California ha operado efectivamente bajo el dominio de un solo partido durante muchos años. Independientemente de la afiliación política, cada votante debería hacerse algunas preguntas honestas. ¿Se está volviendo nuestro estado más asequible? ¿Están nuestras escuelas produciendo mejores resultados? ¿Son nuestras comunidades más seguras? ¿Todavía pueden las familias jóvenes lograr el sueño de ser dueños de una casa? ¿Están los contribuyentes recibiendo el gobierno responsable que merecen?

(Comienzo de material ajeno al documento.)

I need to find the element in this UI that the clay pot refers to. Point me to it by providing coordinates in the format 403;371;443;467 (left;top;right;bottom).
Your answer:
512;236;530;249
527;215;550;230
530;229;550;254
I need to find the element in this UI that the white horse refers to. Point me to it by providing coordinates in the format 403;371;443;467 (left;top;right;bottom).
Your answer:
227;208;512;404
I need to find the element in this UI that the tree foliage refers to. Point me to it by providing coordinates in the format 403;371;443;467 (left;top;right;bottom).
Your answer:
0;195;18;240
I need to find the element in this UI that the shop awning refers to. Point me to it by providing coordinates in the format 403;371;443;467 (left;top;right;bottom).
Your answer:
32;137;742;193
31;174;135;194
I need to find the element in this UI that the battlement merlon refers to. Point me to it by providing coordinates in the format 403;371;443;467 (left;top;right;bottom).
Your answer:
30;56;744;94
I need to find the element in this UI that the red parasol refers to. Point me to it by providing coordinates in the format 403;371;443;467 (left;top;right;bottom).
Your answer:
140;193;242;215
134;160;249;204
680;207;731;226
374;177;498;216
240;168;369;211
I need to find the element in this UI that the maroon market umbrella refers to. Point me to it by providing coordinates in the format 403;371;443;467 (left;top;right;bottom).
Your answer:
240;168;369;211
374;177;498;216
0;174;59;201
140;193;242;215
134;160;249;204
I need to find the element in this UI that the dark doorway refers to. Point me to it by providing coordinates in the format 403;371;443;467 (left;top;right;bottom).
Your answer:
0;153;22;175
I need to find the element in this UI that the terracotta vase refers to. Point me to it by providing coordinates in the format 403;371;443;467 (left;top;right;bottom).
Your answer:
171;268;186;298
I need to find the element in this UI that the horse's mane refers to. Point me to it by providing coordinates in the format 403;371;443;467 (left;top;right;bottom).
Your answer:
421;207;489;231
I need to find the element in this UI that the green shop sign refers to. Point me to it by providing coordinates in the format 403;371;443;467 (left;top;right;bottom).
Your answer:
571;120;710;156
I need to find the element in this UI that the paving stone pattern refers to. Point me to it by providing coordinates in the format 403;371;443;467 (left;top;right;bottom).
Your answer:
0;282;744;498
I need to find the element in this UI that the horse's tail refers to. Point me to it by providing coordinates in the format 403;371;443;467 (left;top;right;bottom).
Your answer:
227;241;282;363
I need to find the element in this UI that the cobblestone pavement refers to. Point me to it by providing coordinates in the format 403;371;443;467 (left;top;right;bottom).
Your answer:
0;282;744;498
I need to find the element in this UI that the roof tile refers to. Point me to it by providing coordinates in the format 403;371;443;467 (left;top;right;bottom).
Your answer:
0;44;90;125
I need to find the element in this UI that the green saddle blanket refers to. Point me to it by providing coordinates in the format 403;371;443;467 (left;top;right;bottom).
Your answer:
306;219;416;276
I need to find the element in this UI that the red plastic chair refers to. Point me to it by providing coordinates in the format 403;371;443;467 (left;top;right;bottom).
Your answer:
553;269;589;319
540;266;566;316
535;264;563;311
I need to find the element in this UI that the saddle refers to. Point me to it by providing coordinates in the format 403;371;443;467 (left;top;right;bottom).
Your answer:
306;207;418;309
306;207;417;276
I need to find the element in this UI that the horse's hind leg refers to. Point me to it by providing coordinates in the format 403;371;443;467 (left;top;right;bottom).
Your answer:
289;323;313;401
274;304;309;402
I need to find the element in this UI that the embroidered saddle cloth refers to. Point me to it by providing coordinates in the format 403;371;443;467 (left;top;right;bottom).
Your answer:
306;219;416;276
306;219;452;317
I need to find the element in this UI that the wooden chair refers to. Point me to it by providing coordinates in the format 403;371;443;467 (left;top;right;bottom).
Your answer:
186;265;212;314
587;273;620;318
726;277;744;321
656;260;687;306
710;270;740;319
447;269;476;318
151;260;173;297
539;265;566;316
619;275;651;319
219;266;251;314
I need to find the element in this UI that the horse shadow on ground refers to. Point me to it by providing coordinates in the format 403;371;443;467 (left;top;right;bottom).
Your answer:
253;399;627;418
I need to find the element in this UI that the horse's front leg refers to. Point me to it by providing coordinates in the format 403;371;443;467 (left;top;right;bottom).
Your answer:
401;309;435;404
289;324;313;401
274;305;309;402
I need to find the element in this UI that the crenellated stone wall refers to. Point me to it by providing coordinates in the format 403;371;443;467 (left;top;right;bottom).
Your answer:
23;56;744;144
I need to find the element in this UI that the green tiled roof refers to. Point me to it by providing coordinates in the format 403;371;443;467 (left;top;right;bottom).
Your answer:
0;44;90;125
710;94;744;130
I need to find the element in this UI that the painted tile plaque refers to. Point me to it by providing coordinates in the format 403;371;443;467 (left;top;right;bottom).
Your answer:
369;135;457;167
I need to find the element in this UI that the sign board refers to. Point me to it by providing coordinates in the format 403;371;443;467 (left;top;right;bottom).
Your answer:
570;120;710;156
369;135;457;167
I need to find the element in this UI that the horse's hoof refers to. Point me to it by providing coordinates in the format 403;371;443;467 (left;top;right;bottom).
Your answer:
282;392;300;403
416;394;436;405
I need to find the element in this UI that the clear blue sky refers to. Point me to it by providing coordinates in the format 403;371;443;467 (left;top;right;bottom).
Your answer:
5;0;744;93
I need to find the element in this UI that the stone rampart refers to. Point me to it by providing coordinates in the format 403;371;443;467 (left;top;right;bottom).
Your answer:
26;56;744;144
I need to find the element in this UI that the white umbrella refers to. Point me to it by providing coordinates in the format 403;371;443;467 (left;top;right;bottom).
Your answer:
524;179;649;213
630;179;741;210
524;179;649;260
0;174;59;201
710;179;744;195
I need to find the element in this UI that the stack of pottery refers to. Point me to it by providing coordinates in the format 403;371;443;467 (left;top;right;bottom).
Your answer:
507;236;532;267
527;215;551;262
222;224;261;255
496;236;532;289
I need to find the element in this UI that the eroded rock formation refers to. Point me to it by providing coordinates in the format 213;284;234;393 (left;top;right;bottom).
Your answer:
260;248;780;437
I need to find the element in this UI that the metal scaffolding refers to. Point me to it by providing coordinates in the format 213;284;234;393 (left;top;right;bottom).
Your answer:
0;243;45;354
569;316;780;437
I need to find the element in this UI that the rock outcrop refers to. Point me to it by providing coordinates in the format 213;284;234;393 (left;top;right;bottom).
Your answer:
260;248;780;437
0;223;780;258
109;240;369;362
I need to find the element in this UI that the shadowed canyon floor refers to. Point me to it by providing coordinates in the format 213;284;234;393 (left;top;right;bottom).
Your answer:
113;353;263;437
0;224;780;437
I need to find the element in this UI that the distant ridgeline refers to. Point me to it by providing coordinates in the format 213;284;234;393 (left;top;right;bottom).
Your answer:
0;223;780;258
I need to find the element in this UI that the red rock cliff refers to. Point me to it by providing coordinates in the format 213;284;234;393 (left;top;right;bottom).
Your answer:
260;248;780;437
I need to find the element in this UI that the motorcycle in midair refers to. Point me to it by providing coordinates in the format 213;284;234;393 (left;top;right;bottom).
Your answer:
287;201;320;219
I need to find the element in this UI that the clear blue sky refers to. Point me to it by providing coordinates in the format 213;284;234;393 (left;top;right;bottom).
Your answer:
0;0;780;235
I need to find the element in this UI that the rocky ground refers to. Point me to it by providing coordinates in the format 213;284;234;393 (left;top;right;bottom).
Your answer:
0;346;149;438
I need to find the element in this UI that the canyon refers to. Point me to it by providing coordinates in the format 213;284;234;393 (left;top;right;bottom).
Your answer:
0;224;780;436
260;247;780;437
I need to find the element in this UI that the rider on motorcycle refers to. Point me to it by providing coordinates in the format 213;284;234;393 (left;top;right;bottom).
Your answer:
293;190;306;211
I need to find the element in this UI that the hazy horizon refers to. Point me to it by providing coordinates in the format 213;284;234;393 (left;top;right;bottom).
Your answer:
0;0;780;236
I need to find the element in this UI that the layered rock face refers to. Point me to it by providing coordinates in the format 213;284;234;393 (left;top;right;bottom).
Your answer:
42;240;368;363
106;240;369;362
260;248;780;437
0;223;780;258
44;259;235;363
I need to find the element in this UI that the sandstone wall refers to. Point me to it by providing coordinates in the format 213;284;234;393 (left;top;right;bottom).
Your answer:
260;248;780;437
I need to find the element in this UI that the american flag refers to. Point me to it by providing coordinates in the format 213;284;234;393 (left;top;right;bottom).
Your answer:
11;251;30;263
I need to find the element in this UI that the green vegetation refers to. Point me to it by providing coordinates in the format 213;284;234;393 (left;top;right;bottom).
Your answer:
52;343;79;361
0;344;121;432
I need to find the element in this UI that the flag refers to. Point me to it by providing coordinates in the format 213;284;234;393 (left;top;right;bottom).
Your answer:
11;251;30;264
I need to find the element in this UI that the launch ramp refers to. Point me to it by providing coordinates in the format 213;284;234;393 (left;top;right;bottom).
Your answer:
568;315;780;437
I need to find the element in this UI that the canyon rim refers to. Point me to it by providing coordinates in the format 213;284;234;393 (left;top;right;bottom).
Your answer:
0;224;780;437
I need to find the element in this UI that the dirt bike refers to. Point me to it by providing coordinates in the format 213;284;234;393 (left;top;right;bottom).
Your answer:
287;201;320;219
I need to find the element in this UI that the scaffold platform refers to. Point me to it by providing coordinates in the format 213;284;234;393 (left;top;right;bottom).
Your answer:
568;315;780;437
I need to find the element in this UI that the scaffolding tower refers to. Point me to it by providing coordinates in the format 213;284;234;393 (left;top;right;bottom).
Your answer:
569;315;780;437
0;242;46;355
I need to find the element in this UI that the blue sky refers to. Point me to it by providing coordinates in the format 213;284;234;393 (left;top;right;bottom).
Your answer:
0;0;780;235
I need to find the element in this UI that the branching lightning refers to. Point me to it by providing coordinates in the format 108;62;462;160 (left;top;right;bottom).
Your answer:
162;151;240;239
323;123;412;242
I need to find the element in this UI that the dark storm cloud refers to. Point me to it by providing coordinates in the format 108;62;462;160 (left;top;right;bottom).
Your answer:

Estas no son preguntas republicanas ni demócratas. Son preguntas estadounidenses.
Eisenhower creía que una república saludable depende de ciudadanos informados, elecciones competitivas y funcionarios públicos que cumplan fielmente su juramento de apoyar y defender la Constitución. Los fundadores de nuestra nación nunca tuvieron la intención de que los ciudadanos dejaran de hacer preguntas difíciles o de aceptar al gobierno sin rendición de cuentas.
Quizás el mayor peligro hoy en día no sea que los estadounidenses discrepen entre sí. El debate saludable siempre ha fortalecido nuestra nación. El mayor peligro es que a demasiados estadounidenses, especialmente a las generaciones más jóvenes, nunca se les ha enseñado por qué el gobierno constitucional importa o por qué las generaciones anteriores sacrificaron tanto para preservarlo.
Cada generación hereda la libertad, pero ninguna generación tiene garantizado conservarla. La libertad sobrevive solo cuando los ciudadanos comprenden su valor y están dispuestos a defenderla a través del voto informado, la responsabilidad cívica y el respeto a la Constitución.
El futuro de América no será determinado por un solo partido político. Se determinará por si seguimos siendo una nación donde la Constitución limita al gobierno, donde los funcionarios electos son responsables ante el pueblo y donde los ciudadanos continúan haciendo las preguntas difíciles que mantienen fuerte a una república.
Quizás la mejor manera de honrar a Dwight D. Eisenhower no sea simplemente recordar su nombre, sino recordar la lección que intentó enseñar: la libertad solo se conserva cuando un pueblo informado y comprometido está dispuesto a defenderla.